Der Junge hatte sich gegen einen rauen Stein gelehnt, während ein paar Strähnen seines grünen Haares im Wind zuckten. Die eine Hand ruhte auf seinem Brustkorb, der sich langsam hob und senkte, sodass man meinen könnte, dass der Grünhaarige schlief.

Mit der linken Hand hatte er seinen Anhänger umschlossen, der die Form eines Würfels besaß. Die Mathematik faszinierte ihn schon immer, genauso wie die Astronomie, was sich anhand seiner Kette gut erkennen ließ, welche die Ähnlichkeit eines nicht zu definierenden Planeten hatte.

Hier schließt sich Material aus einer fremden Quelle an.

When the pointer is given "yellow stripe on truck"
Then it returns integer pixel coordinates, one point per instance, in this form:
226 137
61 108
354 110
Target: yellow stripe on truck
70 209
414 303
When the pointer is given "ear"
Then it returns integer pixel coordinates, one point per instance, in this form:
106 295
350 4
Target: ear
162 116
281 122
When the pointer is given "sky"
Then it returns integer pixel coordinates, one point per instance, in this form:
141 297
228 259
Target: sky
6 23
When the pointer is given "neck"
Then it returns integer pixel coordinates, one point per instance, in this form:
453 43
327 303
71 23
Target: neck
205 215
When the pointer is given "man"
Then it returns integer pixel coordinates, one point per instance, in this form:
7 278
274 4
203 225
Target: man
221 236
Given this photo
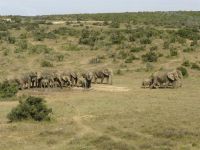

Langsam schloss er die Augen, ließ die Sonnenstrahlen seine Nase kitzeln.

Seine Erinnerungen schwelgten in die Vergangenheit zurück. Er war jung gewesen. Zu klein, um alle Details im Kopf behalten zu haben. Nur vage hatte er das Aussehen seiner Eltern im Kopf, die sich leider nicht allzu lange um ihn gekümmert hatten.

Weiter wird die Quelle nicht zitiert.